Continuing with SharePoint Management Shell

First of all, to echo a point we made a few days ago, our new best friends at Acme Solutions talk about SMS here. They agree that it will be the tool of choice for the SharePoint 2010 administrator.

Then, since we’re still trying to get our feet under us in this environment, we found this from our new best friend, Gary. He confirms we we had said earlier that SMS is just MS PowerShell with SharePoint 2010 library added in and he proves it by looking at the shortcut properties when you right click on Start | Programs |SharePoint 2010 | SharePoint Management Shell.

Here we see the target is just:

-NoExit  " & ' C:\Program Files\Common Files\Microsoft Shared\
Web Server Extensions\14\CONFIG\POWERSHELL\Registration\
\sharepoint.ps1 ' "

Here we see that the shortcut is just a PowerShell Script of it’s own:

$ver = $host | select version
if ($ver.Version.Major -gt 1)  {$Host.Runspace.ThreadOptions = "ReuseThread"}
Add-PsSnapin Microsoft.SharePoint.PowerShell
Set-location $home

We looked at the Add-PSSnapIn command previously and turns our PowerShell environment into a SharePoint Management Shell environment by adding the microsoft.sharepoint.powershell library. But this also shows us that we can set variables using the $VariableName = Value format.

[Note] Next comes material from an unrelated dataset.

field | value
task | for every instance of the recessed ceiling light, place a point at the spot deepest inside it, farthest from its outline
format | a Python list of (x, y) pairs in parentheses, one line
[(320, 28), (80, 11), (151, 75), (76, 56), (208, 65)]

Prove that to yourself by opening PowerShell and enter:

$robot = "I Love Robots"

and then do:


So we’re checked out on setting PowerShell variables.

Finally, the SharePoint.ps1 script includes a largish #sig block of apparently random characters. I presume this has something to do with signing scripts. Recall in our create and delete script that we did last week, we included a   line that said:

Set-ExecutionPolicy RemoteSigned

Now, obviously, I plagerized this from somewhere becasue you all know as much about this or more than I do. And I apologize to my source, whoever you are, because I also try to credit you guys when we benefit from your genius. But, since it’s escaped me, I can only say that I recall reading that this command will allow local scripts to run unsigned but still require remote scripts to have a signature. I’m guessing this big block of characters has something to do with that kind of signature.